The battle for the funniest quote given to the press was fierce this week. There was Bebo‘s assertation that the reason the mostly forgotten social network was offline earlier in the week was down to a “technical clusterfuck”, plus The Ting Ting‘s claim that they would rather be sick on their shoes than be played on the radio next to David Guetta, Nicki Minaj‘s announcement that she was “queen of London” in a former life, or Mani‘s quite possibly made up quote about finding an extra £2 million in his bank account one day. But I think the award has to go to Diana Meltzer, the ex-wife of late Wind-Up Records founder Alan Meltzer, after he left part of his fortune to a chauffeur and a doorman rather than her.

FEATURES AND NEW MUSIC
This week’s CMU interview was with Rodrigo Sanchez of Rodrigo y Gabriela, as they prepared to tour with the thirteen piece Cuban orchestra they worked with on their latest album, ‘Area 52’. Our playlist, meanwhile, took us through ten of the artists were very excited about seeing at this year’s Great Escape, following the festival’s first line-up announcement.
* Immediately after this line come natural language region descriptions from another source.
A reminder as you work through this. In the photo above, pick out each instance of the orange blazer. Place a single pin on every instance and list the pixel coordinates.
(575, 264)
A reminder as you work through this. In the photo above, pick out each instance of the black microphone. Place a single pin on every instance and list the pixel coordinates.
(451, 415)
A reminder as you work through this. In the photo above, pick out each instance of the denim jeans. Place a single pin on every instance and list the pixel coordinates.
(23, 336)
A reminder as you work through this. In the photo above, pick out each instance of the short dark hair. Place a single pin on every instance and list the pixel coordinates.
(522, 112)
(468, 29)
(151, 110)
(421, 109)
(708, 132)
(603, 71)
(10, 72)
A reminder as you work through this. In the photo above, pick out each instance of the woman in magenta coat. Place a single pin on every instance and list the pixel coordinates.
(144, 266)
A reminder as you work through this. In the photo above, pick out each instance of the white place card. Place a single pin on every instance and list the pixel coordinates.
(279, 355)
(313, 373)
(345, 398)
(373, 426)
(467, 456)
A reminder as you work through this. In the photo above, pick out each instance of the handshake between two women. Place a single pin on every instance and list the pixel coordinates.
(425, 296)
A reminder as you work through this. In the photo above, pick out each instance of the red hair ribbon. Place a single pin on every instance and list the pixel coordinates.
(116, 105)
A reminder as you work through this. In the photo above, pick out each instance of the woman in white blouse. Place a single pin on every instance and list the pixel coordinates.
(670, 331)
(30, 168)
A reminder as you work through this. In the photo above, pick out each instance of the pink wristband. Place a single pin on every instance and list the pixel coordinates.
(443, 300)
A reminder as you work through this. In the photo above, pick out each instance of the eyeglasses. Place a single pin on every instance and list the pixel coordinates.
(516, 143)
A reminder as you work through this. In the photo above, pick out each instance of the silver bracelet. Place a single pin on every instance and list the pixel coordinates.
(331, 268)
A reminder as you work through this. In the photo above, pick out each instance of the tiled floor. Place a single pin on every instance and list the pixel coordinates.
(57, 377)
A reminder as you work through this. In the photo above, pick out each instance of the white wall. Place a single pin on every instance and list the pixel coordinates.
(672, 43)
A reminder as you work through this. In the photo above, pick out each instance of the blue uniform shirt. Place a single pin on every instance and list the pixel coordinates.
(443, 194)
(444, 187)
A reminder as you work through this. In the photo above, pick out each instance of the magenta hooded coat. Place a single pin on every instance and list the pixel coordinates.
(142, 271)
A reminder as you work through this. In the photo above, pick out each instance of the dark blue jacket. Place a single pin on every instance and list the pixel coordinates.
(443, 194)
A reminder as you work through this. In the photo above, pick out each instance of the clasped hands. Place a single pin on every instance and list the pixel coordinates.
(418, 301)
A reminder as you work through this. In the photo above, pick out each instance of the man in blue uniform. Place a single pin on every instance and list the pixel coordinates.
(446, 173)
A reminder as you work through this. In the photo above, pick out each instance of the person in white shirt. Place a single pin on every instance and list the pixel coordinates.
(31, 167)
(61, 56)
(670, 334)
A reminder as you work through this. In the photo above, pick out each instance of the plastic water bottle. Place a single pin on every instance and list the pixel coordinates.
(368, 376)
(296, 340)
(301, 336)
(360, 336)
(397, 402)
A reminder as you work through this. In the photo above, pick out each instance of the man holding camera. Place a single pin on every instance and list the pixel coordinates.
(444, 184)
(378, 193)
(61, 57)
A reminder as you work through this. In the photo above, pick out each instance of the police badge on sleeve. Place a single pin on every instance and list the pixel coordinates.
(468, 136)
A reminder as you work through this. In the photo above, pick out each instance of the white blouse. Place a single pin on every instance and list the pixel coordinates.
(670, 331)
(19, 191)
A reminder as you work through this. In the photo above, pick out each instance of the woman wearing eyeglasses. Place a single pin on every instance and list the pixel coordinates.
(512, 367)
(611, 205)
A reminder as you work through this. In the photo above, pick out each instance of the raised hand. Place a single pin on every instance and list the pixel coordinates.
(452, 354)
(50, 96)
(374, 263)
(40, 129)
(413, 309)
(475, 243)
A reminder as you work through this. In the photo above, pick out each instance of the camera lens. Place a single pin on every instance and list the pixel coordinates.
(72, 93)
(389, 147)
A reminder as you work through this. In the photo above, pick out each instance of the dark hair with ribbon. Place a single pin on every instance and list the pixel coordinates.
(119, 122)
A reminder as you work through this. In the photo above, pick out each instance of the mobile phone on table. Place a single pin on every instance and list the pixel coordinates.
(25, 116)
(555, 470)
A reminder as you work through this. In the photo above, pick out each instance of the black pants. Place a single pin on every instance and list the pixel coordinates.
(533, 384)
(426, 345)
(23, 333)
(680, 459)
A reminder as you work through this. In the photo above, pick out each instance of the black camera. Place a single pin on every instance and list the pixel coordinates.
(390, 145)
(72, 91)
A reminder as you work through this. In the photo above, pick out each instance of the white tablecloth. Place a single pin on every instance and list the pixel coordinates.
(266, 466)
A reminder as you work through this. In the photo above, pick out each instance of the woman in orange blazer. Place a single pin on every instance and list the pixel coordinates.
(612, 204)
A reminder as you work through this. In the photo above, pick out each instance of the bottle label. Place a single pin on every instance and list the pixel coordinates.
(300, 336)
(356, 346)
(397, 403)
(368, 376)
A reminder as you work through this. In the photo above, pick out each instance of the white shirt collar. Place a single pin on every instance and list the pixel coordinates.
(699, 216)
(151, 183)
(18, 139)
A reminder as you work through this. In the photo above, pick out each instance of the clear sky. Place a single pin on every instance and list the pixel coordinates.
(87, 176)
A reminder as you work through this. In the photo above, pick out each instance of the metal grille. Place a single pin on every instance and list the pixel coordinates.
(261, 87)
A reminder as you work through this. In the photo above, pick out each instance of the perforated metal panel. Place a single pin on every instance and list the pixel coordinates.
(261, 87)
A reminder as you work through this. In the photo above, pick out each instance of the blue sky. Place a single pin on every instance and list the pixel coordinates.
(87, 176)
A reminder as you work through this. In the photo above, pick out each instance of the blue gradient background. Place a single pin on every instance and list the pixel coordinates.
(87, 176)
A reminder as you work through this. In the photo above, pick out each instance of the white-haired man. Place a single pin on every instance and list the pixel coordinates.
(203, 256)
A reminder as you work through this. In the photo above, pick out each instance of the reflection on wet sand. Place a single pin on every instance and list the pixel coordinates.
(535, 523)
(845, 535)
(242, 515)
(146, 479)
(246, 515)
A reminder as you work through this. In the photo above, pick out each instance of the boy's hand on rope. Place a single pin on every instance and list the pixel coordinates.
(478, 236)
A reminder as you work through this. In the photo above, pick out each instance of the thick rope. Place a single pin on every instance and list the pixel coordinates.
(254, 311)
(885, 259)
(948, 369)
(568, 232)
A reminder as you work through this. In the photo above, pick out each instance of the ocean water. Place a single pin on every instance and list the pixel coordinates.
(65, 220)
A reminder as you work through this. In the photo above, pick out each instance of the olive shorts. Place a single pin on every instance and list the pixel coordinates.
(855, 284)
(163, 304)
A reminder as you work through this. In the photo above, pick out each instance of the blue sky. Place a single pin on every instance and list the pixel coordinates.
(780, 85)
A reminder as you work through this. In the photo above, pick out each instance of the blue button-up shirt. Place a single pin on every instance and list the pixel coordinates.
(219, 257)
And in his column, Eddy Temple-Morris asked one of life’s more important questions – ‘Terminator’ or ‘Predator’?

The Approved column this week features Battles, who managed to win over a CMU writer previously less than enamoured with them, David’s Lyre, who provided us with a full stream of his debut album, Bernholz, whose debut single is a quite timely ode to Madonna and poverty, and Saint Etienne, who are back after seven years.

As well as that, there was the exciting news that folklorist Alan Lomax‘s entire audio archive is to be made available online, and new music from Jack White, Rolo Tomassi, Fixers, A Place To Bury Strangers, Cate Le Bon, The Darkness and CMU favourite Mallard The Wonderdog.